The Ansoff Growth Matrix is a marketing planning tool which helps a company to determine its product and market growth strategy. Ansoff product/market growth matrix shows that growth of a particular company depend on whether it markets its new, innovative or existing products in new or existing markets. The output of Ansoff product / market matrix is a series of suggested growth strategies which set the direction for the business strategic planning.

Market penetration growth strategy

Market penetration is refers to a growth strategy where a company focuses on selling existing products into existing markets. By the help of market penetration growth strategy a company seeks to achieve four main objectives:

  1. Company wants to maintain or increase the market share of current products. A company can achieve this by a combination of competitive pricing strategies, sales promotion, advertising, and perhaps more resources dedicated to personal selling.
  2. Secure supremacy of growth markets
  3. Company wants to reorganize a mature market by driving out competitors. For this purpose company require a much more aggressive promotional campaign, supported by a suitable pricing strategy designed to make the market unattractive for competitor’s products.
  4. Increase the usage of a particular product or brand by existing customers for example by introducing loyalty schemes in the market.

ansoff matrix for product development & marketing growth strategies

A market penetration growth strategy is very much about “business as usual”. The company is focusing on markets and products it knows well. Company need to have good information about competitors and about customer needs. This strategy will require much investment in new market research.

Market development growth strategy

Market development refers to a growth strategy where the company seeks to sell/offer its existing products or services into new markets.
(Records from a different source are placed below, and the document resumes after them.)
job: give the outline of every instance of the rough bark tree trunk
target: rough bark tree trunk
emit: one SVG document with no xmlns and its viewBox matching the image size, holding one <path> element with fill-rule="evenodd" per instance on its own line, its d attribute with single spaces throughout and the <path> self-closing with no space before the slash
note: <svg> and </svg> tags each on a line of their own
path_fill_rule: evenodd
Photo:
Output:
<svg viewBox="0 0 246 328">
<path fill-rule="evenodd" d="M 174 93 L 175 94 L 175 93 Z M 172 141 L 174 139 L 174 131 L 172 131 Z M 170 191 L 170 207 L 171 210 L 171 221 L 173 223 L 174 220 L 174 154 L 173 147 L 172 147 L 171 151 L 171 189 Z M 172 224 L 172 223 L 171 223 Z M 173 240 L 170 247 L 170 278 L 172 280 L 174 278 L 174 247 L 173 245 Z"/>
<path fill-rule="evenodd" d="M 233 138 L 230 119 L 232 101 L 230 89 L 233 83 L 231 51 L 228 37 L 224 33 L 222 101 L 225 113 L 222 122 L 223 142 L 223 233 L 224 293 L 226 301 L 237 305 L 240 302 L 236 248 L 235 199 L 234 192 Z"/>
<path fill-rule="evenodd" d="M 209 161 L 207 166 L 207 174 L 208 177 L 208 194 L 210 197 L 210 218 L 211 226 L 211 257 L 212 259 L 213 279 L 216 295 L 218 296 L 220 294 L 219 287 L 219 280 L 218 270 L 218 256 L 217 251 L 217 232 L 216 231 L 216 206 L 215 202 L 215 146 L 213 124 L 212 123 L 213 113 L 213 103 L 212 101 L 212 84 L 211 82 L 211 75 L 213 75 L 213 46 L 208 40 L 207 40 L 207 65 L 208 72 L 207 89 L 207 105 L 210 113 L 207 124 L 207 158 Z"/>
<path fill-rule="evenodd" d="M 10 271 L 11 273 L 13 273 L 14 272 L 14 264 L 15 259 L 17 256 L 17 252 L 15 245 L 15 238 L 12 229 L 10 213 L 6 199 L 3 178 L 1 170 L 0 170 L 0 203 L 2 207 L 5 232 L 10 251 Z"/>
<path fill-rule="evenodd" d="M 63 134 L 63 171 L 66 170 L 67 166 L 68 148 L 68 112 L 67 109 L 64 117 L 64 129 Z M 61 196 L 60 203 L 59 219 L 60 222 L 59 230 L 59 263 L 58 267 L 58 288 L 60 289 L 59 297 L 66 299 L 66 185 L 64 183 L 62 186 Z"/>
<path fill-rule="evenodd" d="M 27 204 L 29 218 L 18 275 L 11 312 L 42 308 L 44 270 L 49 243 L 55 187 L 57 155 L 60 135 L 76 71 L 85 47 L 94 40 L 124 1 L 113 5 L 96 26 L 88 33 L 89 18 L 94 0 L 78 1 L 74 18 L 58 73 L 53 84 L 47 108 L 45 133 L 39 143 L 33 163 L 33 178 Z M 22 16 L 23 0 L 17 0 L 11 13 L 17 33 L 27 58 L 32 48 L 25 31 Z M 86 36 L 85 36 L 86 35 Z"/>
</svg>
In other words we can say this is a market expansion strategy for an existing product or brand.

The possible ways of approaching development growth strategy include:

  1. Find a new geographical markets for example exporting the company existing product to a new country
  2. New product dimensions or packaging for a product according to new market requirements
  3. Develop & organize new distribution channels for example a company who is selling its products or brand via retail can move on e-commerce and mail order etc.
  4. Make different pricing policies to attract more customers or to create new market segments

Market development is usually more risky strategy than market penetration because here company need to target new markets.

Product development growth strategy

Product development refers to a growth strategy where a company aims to introduce new or innovative products into existing markets. For this strategy a company may require the development of new competencies as well as to develop modified products which can appeal to existing markets. A company which wants to differentiate its product to remain competitive can use the strategy of product development.

Marketing emphasis of successful product development strategy is on:

  1. Research & development about the product and make innovation in products
  2. Company should have deep concern with customer needs, change in customer need and how company will satisfied their changing needs
  3. Being first to market (new product or modification)

Diversification growth strategy

In this type of strategy a company or a business usually introduces new products & brand in new market. There may be some sort of risk in diversification growth strategy because the business or company may have not such experience.

Before adopting the diversification growth strategy it is necessary for a company that it must have a clear idea which is being expected from this strategy. Risks should also be kept in mind before adopting this strategy.